The Department for Communities and Local Government wants to let local authorities hang on to some of the business rates because, quite rightly, that demonstrates “localism”—a good coalition buzzword. Theoretically, councils should be able to use business rates to attract enterprise to their area, and if a proportion of those rates goes straight to the council rather than to the Treasury, that is seen as a device to let local governments stand on their own financial feet, which as my hon. Friend the Minister will accept, would save the Treasury a lot of money.

Some of those ideas are enshrined in the Local Government Finance Bill, which is now grinding its way through the parliamentary process. There are limitations, however, of which the most annoying is that if a wind farm receives clearance to put up turbines, the council can retain a chunk of the business rates because wind is supposed to be renewable. Strictly speaking, however, nuclear power is not renewable. It may be essential to produce energy when renewable windmills fail to renew—as I am afraid they frequently do—but we still cannot get at those business rates.

When Hinkley is ready for operation, the rateable value of what it does is likely to be around £10 million a year. Under the current system, that money will go straight to the Treasury, which I believe is unfair on Bridgwater and West Somerset and Somerset councils and their residents. We will have to learn to live with Hinkley, as will our children and grandchildren, and I think we deserve a bit more. At present, however, the rules say that because the energy is not renewable, we do not qualify for business rates. That is not joined-up thinking, and much still needs to do be done.

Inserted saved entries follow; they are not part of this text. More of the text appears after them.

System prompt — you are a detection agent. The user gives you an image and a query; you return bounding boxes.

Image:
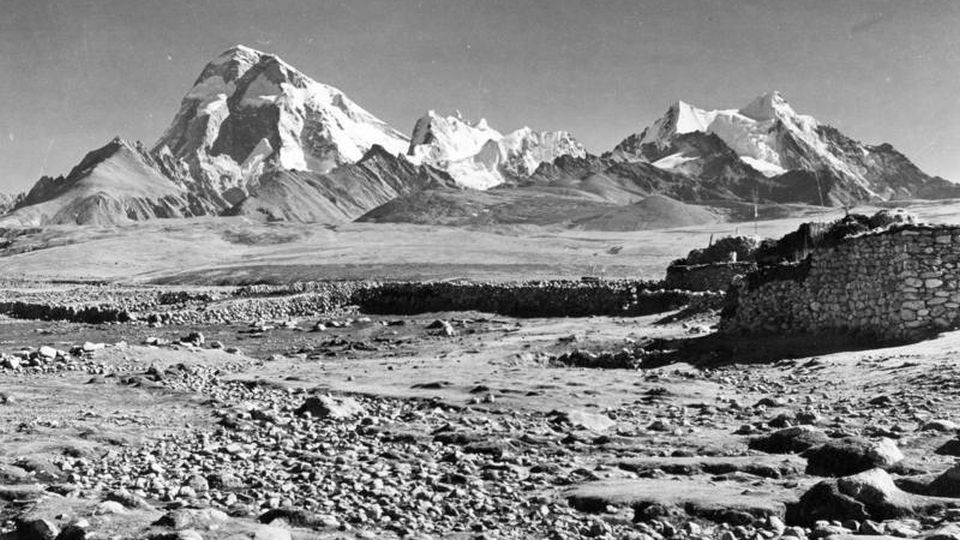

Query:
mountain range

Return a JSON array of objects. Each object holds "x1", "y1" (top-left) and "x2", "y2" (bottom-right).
[{"x1": 0, "y1": 45, "x2": 960, "y2": 229}]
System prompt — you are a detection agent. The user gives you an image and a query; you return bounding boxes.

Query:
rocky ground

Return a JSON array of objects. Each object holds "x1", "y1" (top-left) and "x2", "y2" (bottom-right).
[{"x1": 0, "y1": 284, "x2": 960, "y2": 540}]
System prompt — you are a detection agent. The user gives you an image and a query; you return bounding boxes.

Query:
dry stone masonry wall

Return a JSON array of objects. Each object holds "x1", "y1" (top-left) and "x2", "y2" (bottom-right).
[
  {"x1": 721, "y1": 225, "x2": 960, "y2": 340},
  {"x1": 0, "y1": 280, "x2": 722, "y2": 324},
  {"x1": 664, "y1": 262, "x2": 757, "y2": 291}
]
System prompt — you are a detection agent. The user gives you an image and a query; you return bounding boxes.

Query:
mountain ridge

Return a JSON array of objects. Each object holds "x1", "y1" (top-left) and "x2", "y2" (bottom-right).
[{"x1": 0, "y1": 45, "x2": 960, "y2": 226}]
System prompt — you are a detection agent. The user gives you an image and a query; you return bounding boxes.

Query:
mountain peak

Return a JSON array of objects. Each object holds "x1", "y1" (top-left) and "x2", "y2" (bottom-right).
[{"x1": 740, "y1": 90, "x2": 797, "y2": 121}]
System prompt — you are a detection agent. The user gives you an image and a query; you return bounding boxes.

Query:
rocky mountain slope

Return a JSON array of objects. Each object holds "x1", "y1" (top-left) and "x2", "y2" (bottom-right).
[
  {"x1": 605, "y1": 92, "x2": 960, "y2": 205},
  {"x1": 225, "y1": 145, "x2": 454, "y2": 223},
  {"x1": 407, "y1": 111, "x2": 587, "y2": 189},
  {"x1": 0, "y1": 138, "x2": 216, "y2": 226},
  {"x1": 0, "y1": 46, "x2": 960, "y2": 226}
]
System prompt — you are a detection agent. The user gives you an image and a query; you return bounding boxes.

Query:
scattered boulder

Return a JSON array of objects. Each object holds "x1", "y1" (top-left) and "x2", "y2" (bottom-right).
[
  {"x1": 787, "y1": 469, "x2": 917, "y2": 525},
  {"x1": 748, "y1": 426, "x2": 829, "y2": 454},
  {"x1": 154, "y1": 508, "x2": 229, "y2": 531},
  {"x1": 180, "y1": 332, "x2": 206, "y2": 347},
  {"x1": 17, "y1": 519, "x2": 60, "y2": 540},
  {"x1": 427, "y1": 319, "x2": 457, "y2": 337},
  {"x1": 934, "y1": 438, "x2": 960, "y2": 457},
  {"x1": 296, "y1": 396, "x2": 365, "y2": 420},
  {"x1": 803, "y1": 437, "x2": 903, "y2": 476},
  {"x1": 550, "y1": 410, "x2": 617, "y2": 432},
  {"x1": 920, "y1": 420, "x2": 960, "y2": 431},
  {"x1": 926, "y1": 464, "x2": 960, "y2": 498}
]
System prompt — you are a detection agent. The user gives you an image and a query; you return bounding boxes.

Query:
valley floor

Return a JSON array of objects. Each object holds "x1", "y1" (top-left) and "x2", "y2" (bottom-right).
[
  {"x1": 0, "y1": 292, "x2": 960, "y2": 538},
  {"x1": 0, "y1": 203, "x2": 960, "y2": 540}
]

Even if the Minister announced tonight that a national infrastructure project such as Hinkley should allow local councils to retain a slice of the business rates, there would still be another mess to sort out. The official, “preferred allocation of business rates” appears to have been calculated by someone whom I suspect is locked in one of those Whitehall offices we hear so much about—someone who has never been near Hinkley and has no idea about the local geography of the area I represent.

The formula for allocating business rates is based on where the project is. Hinkley Point is on the coast just inside the boundary of West Somerset district council. Let me, therefore, say a little about West Somerset council. The area is delightfully rural—it is Exmoor; it is beautiful—but much is in the middle of nowhere. The roads are tricky, the population sparse, and the council finds it difficult to make ends meet because of the settlement received from the Government. Everybody knows that the only way to get heavy traffic—or any traffic—in and out of Hinkley is via Bridgwater and the M5. Therefore, although West Somerset district council will suffer some disruption, most will be borne by Sedgemoor district council and Somerset county council.

It does not need a genius to work that out, but when the rules were devised, there seems to have been a shortage of thinking. Thanks to the way the rules are drafted, West Somerset council will qualify for all the cash, and Sedgemoor and Somerset county council will not receive any in mitigation. That is a muddle and I know it is not what was intended. I am sure that the Minister will agree—at least, I hope he will.

Sedgemoor council, Somerset county council and EDF believe that business rates should be split in proper recognition of the effect of the project on all communities in the area. First, however, we need an intelligent rethink about which projects should qualify. The Department for Communities and Local Government conducted a consultation exercise before the rules were established, and spelled out the terms of reference for energy projects. That was meant to prove that only wind power schemes would qualify for business rates, but in fact those terms of reference put nuclear power on top. I will quickly demonstrate that, if I may, by going through the Department’s checklist: creating a diverse energy mix—yes, Hinkley ticks that box; decarbonising our economy—we tick that box; creating energy security—we tick that box; protecting consumers from fossil fuel price fluctuations—we definitely tick that; driving investment and jobs—we tick it again; meeting carbon emissions reductions—yes, we’ve done it; incentivising development for growth—that is seven out of seven. We tick all the boxes.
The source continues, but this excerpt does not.